3. The soil sample purifier of claim 1, wherein: one side of the liquid outlet flow passage (23) communicated with the liquid adding cavity is provided with a blocking structure, the blocking member (22) is provided with a blocking end, and the inner contour of the blocking structure is matched with the outer contour of the blocking end.

4. The soil sample purifier of claim 1, wherein: the liquid adding mechanism (2) further comprises a driving mechanism, the driving mechanism is in transmission connection with the plugging member (22), and the driving mechanism can drive the plugging member (22) to move along a specified direction.

5. The soil sample purifier of claim 1, wherein: the waste liquid collecting mechanism (6) is provided with a waste liquid storage chamber (61) and a plurality of flushing mechanisms (62), and the flushing mechanisms (62) are arranged oppositely.

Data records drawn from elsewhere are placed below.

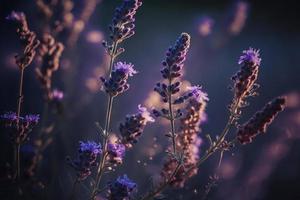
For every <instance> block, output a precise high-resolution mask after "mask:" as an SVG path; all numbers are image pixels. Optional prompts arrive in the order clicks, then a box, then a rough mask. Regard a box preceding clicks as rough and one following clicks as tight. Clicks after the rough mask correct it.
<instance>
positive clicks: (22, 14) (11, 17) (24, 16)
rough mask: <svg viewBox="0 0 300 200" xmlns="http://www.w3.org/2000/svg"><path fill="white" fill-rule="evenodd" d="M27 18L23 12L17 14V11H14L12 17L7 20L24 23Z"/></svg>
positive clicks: (18, 12)
mask: <svg viewBox="0 0 300 200" xmlns="http://www.w3.org/2000/svg"><path fill="white" fill-rule="evenodd" d="M25 18H26V17H25V14H24V13H23V12H16V11H12V12H11V13H10V15H8V16H7V17H6V19H7V20H12V21H22V20H24V19H25Z"/></svg>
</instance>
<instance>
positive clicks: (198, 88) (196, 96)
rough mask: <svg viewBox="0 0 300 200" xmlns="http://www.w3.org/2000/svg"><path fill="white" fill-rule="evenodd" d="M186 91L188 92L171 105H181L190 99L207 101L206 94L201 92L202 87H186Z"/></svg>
mask: <svg viewBox="0 0 300 200" xmlns="http://www.w3.org/2000/svg"><path fill="white" fill-rule="evenodd" d="M187 90H188V91H187V92H186V93H185V94H184V95H182V96H180V97H179V98H177V99H176V100H175V101H174V102H173V104H180V103H183V102H184V101H186V100H187V99H189V98H191V97H196V98H199V101H207V100H208V97H207V94H206V93H205V92H203V91H202V87H200V86H192V87H188V88H187Z"/></svg>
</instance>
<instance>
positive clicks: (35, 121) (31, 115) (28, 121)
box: [24, 114, 40, 124]
mask: <svg viewBox="0 0 300 200" xmlns="http://www.w3.org/2000/svg"><path fill="white" fill-rule="evenodd" d="M39 120H40V115H34V114H29V115H25V117H24V121H25V122H26V123H29V124H37V123H38V122H39Z"/></svg>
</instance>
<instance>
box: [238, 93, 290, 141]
mask: <svg viewBox="0 0 300 200" xmlns="http://www.w3.org/2000/svg"><path fill="white" fill-rule="evenodd" d="M285 103H286V99H285V97H277V98H275V99H274V100H273V101H271V102H269V103H268V104H267V105H265V107H264V108H263V109H262V110H261V111H258V112H257V113H255V115H254V116H253V117H252V118H251V119H250V120H249V121H248V122H246V123H245V124H244V125H242V126H240V127H239V128H238V132H237V137H238V140H239V142H240V143H241V144H248V143H251V142H252V140H253V138H255V137H256V136H257V135H258V134H260V133H265V132H266V129H267V127H268V126H269V125H270V124H271V123H272V121H273V120H274V118H275V117H276V115H277V114H278V113H279V112H280V111H283V110H284V108H285Z"/></svg>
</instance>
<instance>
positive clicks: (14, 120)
mask: <svg viewBox="0 0 300 200" xmlns="http://www.w3.org/2000/svg"><path fill="white" fill-rule="evenodd" d="M0 118H1V121H4V123H5V124H13V123H16V122H17V121H18V116H17V114H16V113H15V112H7V113H5V114H3V115H1V116H0Z"/></svg>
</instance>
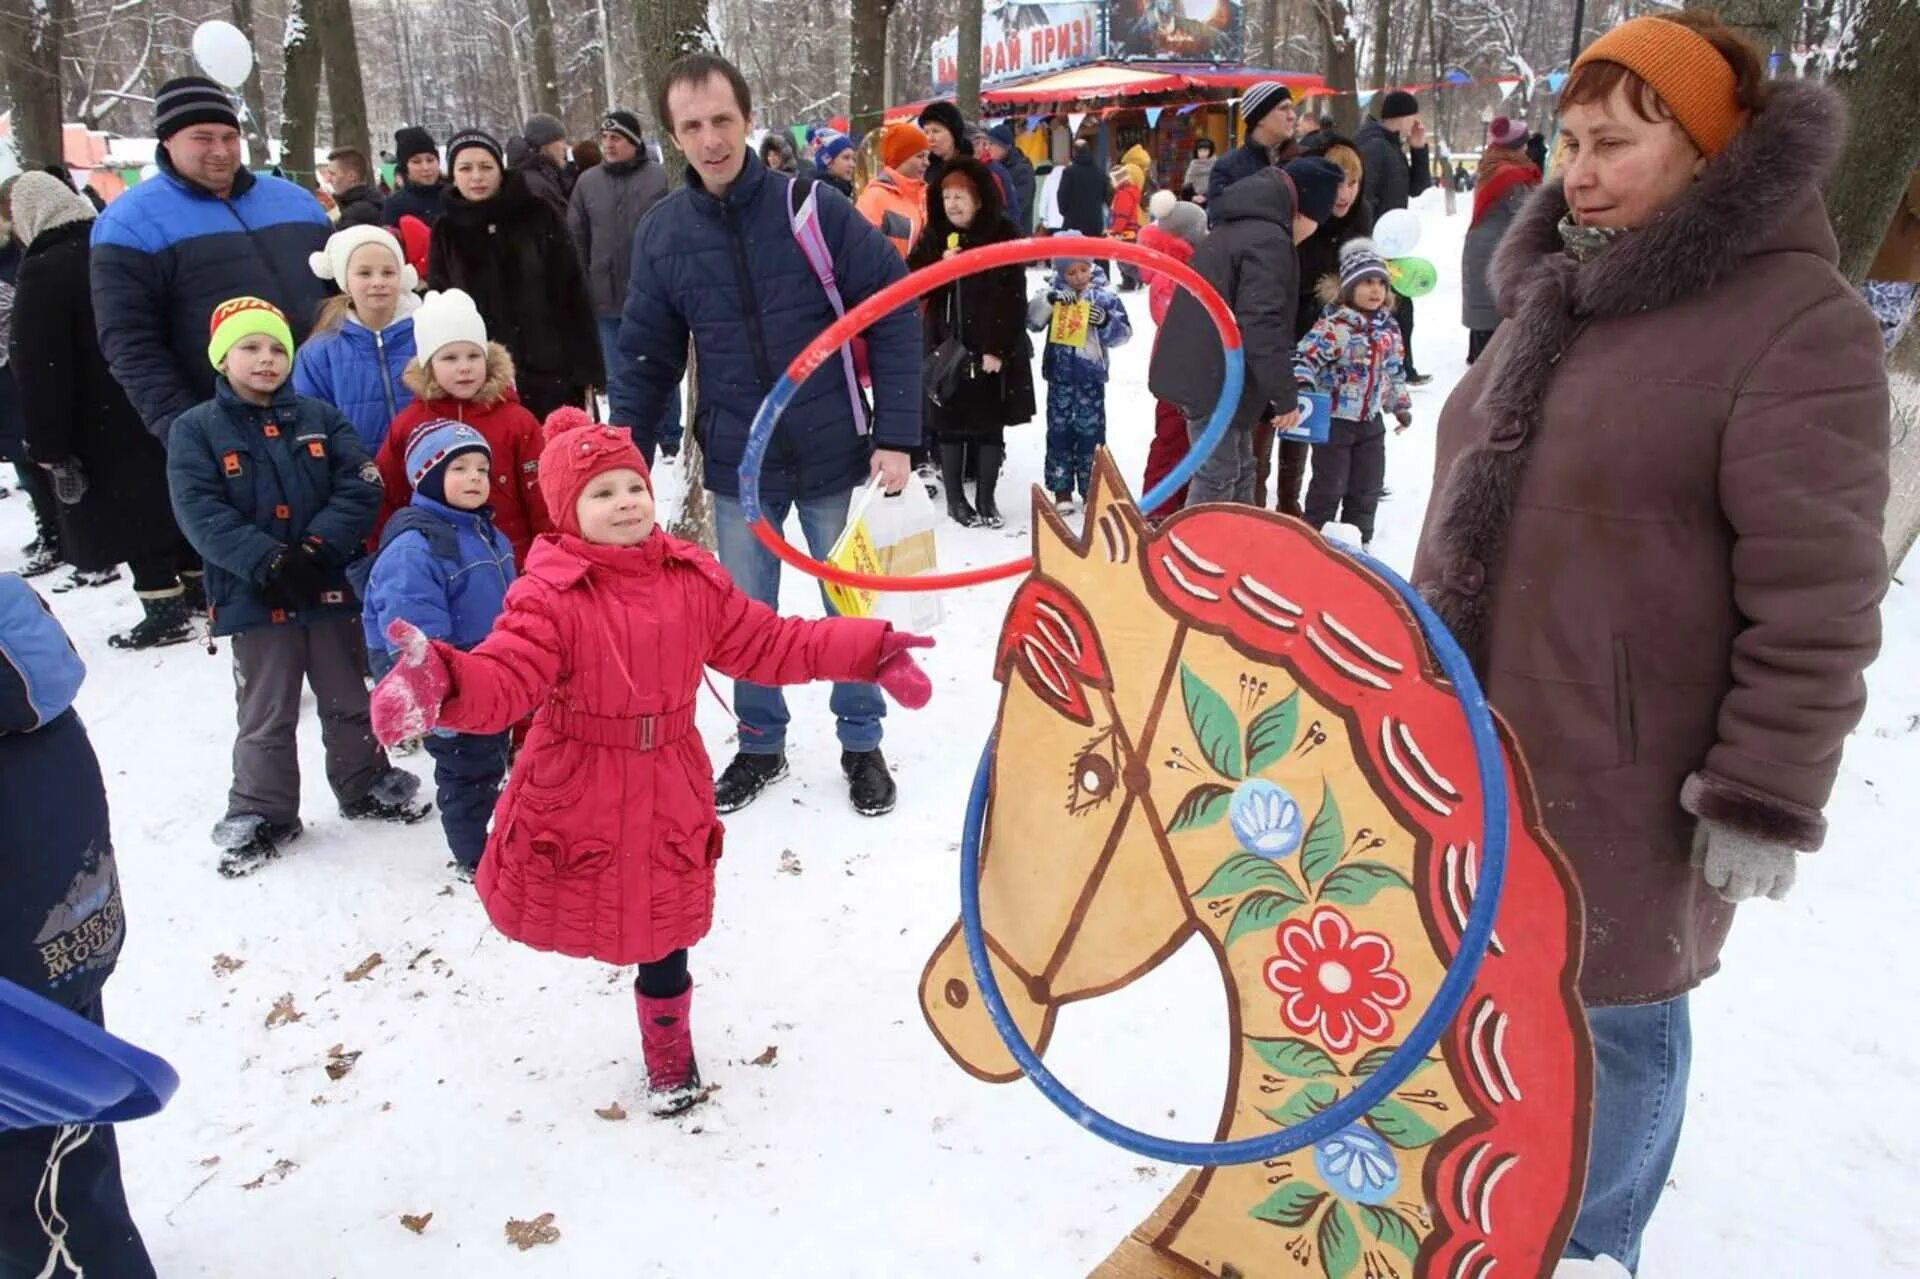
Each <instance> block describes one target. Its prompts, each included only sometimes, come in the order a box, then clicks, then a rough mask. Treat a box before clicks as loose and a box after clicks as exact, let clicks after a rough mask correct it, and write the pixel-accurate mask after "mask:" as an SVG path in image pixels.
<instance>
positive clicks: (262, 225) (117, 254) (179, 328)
mask: <svg viewBox="0 0 1920 1279" xmlns="http://www.w3.org/2000/svg"><path fill="white" fill-rule="evenodd" d="M154 133H156V134H157V136H159V150H156V152H154V163H157V165H159V175H157V177H154V179H148V181H146V182H140V184H138V186H134V188H132V190H129V192H127V194H123V196H121V198H119V200H115V202H113V204H109V205H108V211H106V213H102V215H100V221H96V223H94V253H92V288H94V323H96V325H98V328H100V350H102V351H106V357H108V365H109V367H111V369H113V376H115V380H119V384H121V388H125V392H127V398H129V399H132V405H134V409H138V411H140V419H142V421H146V428H148V430H152V432H154V434H156V436H159V440H161V444H165V442H167V432H169V430H171V428H173V419H175V417H179V415H180V413H184V411H186V409H192V407H194V405H196V403H204V401H207V399H211V398H213V369H211V367H207V321H209V319H211V317H213V307H217V305H219V303H223V302H227V300H228V298H265V300H267V302H271V303H275V305H276V307H280V311H282V313H284V315H286V319H288V323H290V325H292V328H294V340H296V342H305V338H307V330H309V328H311V326H313V319H315V315H317V311H319V307H321V302H323V300H324V296H326V286H324V284H321V280H319V278H317V277H315V275H313V271H311V269H309V267H307V255H309V253H313V252H317V250H323V248H326V236H328V234H330V232H332V227H328V223H326V213H324V209H321V204H319V202H317V200H315V198H313V196H311V194H309V192H305V190H301V188H300V186H296V184H294V182H288V181H284V179H276V177H267V175H255V173H250V171H248V169H244V167H242V165H240V117H238V115H236V113H234V106H232V100H230V98H228V96H227V90H225V88H221V86H219V84H215V83H213V81H207V79H202V77H196V75H188V77H180V79H177V81H167V83H165V84H161V86H159V96H157V98H154Z"/></svg>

6. The soil sample purifier of claim 1, wherein: the fixing mechanism (5) comprises a fixing plate (51) and a second sensing mechanism, wherein placing holes are formed in the fixing plate (51) and are arranged along a specified direction and/or at specified intervals, the placing holes are used for accommodating vessels (9), and the second sensing mechanism is used for detecting the liquid level of liquid materials in the corresponding vessels (9).

7. The soil sample purifier of claim 6, wherein: the second induction mechanism comprises an infrared induction mechanism, the infrared induction mechanism comprises a transmitting end (52) and a receiving end (53), the receiving end (53) is used for receiving infrared rays transmitted by the transmitting end (52), and at least part of the vessel (9) is arranged on a transmission path of the infrared rays.

8. The soil sample purifier of claim 7, wherein: still include location structure, location structure includes first fixed part (81) and second fixed part (82), first fixed part (81) can be fixed with second fixed part (82) joint, first fixed part (81) set up on centre gripping arm (71), second fixed part (82) set up on liquid feeding box (21) and/or fixed establishment (5).